> On 10 May 2019, at 23:59, Rich Megginson <rmegg...@redhat.com> wrote:
> 
> On 5/9/19 9:13 PM, William Brown wrote:
>> Hi all,
>> 
>> So I think it's time for me to write some logging code to improve the 
>> situation. Relevant links before we start:
>> 
>> https://pagure.io/389-ds-base/issue/49415
>> http://www.port389.org/docs/389ds/design/logging-performance-improvement.html
>> https://pagure.io/389-ds-base/issue/50350
>> https://pagure.io/389-ds-base/issue/50361
>> 
>> 
>> All of these links touch on issues around logging, and I think they all 
>> combine to create three important points:
>> 
>> * The performance of logging should be improved
>> * The amount of details (fine grain) and information in logs should improve
>> * The structure of the log content should be improved to aid interaction 
>> (possibly even machine parsable)
>> 
>> I will turn this into a design document, but there are some questions I 
>> would like some input to help answer as part of this process to help set the 
>> direction and tasks to achieve.
>> 
>> -- Should our logs as they exist today, continue to exist?
>> 
>> I think that my view on this is "no". I think if we make something better, 
>> we have little need to continue to support our legacy interfaces. Of course, 
>> this would be a large change and it may not sit comfortably with people.
>> 
>> A large part of this thinking is that the "new" log interface I want to add 
>> is focused on *operations* rather than auditing accesses or changes, or over 
>> looking at errors. The information of both the current access/audit/error 
>> would largely be melded into a single operation log, and then with tools 
>> like logconv, we
>> could parse and extract information that would behave the same way as 
>> access/error/audit.
>> 
>> At the same time - I can see how people *may* want a "realtime" audit of 
>> operations as they occur (IE access log), but this still today is already 
>> limited by having to "wait" for operations to complete.
>> 
>> In a crash scenario, we would be able to still view the logs that are 
>> queued, so I think there are not so many concerns about losing information 
>> in these cases (in fact we'd probably have more).
>> 
>> -- What should the operation log look like?
>> 
>> I think it should be structured, and should be whole-units of information, 
>> related to a single operation. IE only at the conclusion of the operation is 
>> it logged (thus the async!). It should support arbitrary, nested timers, and 
>> would *not* support log levels - it's a detailed log of the process each 
>> query goes through.
>> 
>> An example could be something like:
>> 
>> [timestamp] - [conn=id op=id] - start operation
>> [timestamp] - [conn=id op=id] - start time = time ...

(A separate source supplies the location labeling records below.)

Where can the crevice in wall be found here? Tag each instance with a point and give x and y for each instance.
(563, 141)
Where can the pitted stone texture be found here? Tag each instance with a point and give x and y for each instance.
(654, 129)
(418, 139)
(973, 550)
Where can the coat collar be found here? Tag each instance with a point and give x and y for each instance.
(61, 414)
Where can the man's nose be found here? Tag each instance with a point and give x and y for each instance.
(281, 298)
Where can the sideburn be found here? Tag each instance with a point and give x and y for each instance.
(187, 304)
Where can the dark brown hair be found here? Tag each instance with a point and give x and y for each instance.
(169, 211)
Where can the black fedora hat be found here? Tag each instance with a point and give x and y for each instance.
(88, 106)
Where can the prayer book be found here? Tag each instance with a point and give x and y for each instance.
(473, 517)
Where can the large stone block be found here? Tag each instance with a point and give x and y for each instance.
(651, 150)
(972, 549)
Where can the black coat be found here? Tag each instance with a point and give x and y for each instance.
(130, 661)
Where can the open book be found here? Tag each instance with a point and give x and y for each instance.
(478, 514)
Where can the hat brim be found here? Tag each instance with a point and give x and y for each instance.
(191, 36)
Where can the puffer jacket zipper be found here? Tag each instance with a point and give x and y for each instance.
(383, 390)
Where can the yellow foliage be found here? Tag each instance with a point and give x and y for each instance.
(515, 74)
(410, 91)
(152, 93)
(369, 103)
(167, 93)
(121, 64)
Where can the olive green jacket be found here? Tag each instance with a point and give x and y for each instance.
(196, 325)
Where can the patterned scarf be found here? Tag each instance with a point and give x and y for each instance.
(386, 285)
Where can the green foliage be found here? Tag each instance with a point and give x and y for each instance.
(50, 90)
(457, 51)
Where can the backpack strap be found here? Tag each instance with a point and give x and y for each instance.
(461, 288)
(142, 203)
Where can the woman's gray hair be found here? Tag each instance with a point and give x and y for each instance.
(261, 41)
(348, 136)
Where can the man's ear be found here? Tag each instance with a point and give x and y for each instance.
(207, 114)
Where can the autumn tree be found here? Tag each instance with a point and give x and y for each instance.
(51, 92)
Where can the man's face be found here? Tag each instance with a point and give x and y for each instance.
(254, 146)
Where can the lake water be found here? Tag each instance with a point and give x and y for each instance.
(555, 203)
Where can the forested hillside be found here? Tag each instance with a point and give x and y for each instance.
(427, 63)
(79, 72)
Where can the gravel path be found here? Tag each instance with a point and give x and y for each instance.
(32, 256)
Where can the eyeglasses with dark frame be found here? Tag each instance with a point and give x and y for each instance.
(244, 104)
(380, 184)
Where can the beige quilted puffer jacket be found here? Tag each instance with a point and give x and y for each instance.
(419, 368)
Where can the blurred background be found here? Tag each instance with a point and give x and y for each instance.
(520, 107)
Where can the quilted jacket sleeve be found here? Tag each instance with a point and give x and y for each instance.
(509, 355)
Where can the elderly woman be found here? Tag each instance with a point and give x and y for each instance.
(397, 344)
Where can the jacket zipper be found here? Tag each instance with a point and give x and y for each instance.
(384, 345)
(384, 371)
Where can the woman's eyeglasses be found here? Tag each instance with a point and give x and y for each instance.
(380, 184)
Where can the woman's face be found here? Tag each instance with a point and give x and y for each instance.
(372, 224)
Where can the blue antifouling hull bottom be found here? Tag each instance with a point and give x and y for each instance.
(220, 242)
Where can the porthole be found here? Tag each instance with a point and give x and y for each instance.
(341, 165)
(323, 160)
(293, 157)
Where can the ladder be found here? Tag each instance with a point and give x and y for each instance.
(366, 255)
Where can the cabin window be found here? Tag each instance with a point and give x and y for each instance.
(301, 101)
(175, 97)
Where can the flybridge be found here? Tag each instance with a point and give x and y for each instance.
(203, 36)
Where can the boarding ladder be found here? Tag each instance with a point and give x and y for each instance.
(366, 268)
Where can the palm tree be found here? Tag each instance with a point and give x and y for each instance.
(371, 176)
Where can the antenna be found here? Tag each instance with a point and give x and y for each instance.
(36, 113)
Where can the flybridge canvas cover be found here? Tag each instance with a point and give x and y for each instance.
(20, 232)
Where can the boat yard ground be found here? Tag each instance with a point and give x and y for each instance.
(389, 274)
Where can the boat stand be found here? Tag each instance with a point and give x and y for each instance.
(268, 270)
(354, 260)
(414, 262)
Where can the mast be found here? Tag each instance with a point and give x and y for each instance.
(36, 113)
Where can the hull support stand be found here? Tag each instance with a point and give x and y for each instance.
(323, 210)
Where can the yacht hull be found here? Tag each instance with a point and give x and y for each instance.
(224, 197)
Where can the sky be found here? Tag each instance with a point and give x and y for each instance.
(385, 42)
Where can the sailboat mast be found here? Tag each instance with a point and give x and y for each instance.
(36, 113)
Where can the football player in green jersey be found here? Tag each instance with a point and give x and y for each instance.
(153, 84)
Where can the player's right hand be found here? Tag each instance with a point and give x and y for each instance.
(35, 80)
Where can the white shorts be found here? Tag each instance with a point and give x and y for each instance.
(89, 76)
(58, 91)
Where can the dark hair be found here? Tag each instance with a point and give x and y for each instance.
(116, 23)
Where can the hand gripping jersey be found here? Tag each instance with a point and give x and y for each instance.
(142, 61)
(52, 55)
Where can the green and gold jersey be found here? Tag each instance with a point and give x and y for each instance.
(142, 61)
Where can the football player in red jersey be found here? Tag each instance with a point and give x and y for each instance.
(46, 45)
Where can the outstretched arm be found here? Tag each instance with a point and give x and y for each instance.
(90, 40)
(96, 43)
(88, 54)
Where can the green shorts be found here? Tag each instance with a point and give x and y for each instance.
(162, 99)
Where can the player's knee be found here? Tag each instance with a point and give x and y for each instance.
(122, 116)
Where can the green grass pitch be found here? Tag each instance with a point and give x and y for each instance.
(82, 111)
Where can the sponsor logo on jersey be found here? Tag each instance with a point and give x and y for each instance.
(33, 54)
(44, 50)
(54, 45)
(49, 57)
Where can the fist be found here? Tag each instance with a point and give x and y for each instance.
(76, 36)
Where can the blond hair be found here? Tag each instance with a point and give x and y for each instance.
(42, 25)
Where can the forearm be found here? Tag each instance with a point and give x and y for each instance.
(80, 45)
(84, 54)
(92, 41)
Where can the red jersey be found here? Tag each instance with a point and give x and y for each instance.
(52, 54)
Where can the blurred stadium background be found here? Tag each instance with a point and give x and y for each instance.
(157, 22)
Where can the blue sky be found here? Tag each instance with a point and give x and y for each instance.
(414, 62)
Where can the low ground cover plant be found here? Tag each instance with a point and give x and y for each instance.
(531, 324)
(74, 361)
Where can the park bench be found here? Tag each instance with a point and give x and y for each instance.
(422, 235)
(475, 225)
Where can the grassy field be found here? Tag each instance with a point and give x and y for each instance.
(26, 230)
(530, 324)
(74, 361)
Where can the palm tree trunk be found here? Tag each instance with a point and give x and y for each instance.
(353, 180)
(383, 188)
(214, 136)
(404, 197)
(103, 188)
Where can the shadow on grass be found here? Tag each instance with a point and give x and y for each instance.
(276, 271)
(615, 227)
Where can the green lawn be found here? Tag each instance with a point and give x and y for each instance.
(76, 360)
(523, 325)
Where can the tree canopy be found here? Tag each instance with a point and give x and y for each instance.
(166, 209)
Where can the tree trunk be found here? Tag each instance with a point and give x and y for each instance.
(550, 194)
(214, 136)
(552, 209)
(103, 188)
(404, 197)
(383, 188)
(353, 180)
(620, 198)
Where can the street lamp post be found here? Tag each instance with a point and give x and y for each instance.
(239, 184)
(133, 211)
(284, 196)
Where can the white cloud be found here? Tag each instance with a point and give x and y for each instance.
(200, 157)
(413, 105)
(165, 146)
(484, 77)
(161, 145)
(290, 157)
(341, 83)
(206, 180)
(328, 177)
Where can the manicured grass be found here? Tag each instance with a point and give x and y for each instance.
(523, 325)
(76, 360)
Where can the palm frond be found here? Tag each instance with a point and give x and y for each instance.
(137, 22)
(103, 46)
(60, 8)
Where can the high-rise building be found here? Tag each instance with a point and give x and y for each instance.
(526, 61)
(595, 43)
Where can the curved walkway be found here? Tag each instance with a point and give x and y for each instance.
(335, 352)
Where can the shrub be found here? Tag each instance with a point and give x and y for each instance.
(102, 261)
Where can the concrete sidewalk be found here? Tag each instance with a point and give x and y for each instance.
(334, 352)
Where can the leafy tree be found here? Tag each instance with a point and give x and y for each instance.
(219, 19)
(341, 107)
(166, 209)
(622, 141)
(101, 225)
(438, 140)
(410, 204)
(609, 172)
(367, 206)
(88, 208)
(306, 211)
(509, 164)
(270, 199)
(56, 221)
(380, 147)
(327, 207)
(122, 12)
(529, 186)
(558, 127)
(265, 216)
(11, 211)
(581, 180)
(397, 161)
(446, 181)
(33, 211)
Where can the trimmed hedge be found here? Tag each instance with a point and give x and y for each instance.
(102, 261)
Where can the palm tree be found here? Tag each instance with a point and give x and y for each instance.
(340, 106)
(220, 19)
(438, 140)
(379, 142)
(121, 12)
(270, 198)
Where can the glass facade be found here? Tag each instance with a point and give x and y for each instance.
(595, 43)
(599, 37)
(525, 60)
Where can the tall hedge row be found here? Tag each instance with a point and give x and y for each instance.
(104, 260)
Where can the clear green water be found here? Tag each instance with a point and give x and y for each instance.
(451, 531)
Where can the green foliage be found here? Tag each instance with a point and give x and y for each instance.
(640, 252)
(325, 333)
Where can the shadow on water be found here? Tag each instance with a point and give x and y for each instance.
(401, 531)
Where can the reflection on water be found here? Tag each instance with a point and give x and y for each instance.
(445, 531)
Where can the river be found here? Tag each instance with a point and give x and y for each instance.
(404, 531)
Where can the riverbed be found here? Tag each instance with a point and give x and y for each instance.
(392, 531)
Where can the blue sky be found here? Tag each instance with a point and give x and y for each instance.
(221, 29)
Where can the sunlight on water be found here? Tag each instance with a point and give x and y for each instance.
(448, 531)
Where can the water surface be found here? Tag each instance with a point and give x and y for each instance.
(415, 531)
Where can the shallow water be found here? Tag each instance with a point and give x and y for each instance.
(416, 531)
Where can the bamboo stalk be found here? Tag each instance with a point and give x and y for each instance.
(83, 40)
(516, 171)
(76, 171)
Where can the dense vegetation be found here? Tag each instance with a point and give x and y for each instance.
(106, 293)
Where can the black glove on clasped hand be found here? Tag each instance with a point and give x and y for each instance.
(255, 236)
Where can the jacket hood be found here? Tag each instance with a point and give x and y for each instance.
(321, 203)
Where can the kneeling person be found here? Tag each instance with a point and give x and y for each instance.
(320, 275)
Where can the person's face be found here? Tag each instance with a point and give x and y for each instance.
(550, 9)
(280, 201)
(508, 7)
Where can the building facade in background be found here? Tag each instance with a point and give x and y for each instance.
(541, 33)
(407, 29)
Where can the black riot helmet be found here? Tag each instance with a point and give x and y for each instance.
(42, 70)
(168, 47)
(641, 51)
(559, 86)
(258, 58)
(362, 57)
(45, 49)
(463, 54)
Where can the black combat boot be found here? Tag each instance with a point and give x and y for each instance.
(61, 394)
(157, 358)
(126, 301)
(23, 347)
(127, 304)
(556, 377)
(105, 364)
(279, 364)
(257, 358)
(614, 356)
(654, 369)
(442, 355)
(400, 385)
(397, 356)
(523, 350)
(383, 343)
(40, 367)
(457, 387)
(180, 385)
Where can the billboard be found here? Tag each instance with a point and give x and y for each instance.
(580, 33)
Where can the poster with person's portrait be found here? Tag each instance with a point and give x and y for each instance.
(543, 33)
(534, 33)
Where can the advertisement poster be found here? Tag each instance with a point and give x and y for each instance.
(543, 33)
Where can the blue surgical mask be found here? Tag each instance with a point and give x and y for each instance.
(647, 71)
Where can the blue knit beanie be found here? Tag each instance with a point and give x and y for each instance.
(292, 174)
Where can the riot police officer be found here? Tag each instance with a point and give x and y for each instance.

>> [timestamp] - [conn=id op=id] - started internal search '(some=filter)'
>> [timestamp] - [conn=id op=id parentop=id] - start nested operation
>> [timestamp] - [conn=id op=id parentop=id] - start time = time ...
>> ...
>> [timestamp] - [conn=id op=id parentop=id] - end time = time...
>> [timestamp] - [conn=id op=id parentop=id] - duration = diff end - start
>> [timestamp] - [conn=id op=id parentop=id] - end nested operation - result -> 
>> ...
>> [timestamp] - [conn=id op=id] - ended internal search '(some=filter)'
>> ...
>> [timestamp] - [conn=id op=id] - end time = time
>> [timestamp] - [conn=id op=id] - duration = diff end - start
>> 
>> 
>> Due to the structured - blocked nature, there would be no interleaving of 
>> operation messages. therefor the log would appear as:
>> 
>> [timestamp] - [conn=00 op=00] - start operation
>> [timestamp] - [conn=00 op=00] - start time = time ...
>> [timestamp] - [conn=00 op=00] - started internal search '(some=filter)'
>> [timestamp] - [conn=00 op=00 parentop=01] - start nested operation
>> [timestamp] - [conn=00 op=00 parentop=01] - start time = time ...
>> ...
>> [timestamp] - [conn=00 op=00 parentop=01] - end time = time...
>> [timestamp] - [conn=00 op=00 parentop=01] - duration = diff end - start
>> [timestamp] - [conn=00 op=00 parentop=01] - end nested operation - result -> 
>> ...
>> [timestamp] - [conn=00 op=00] - ended internal search '(some=filter)'
>> ...
>> [timestamp] - [conn=00 op=00] - end time = time
>> [timestamp] - [conn=00 op=00] - duration = diff end - start
>> [timestamp] - [conn=22 op=00] - start operation
>> [timestamp] - [conn=22 op=00] - start time = time ...
>> [timestamp] - [conn=22 op=00] - started internal search '(some=filter)'
>> [timestamp] - [conn=22 op=00 parentop=01] - start nested operation
>> [timestamp] - [conn=22 op=00 parentop=01] - start time = time ...
>> ...
>> [timestamp] - [conn=22 op=00 parentop=01] - end time = time...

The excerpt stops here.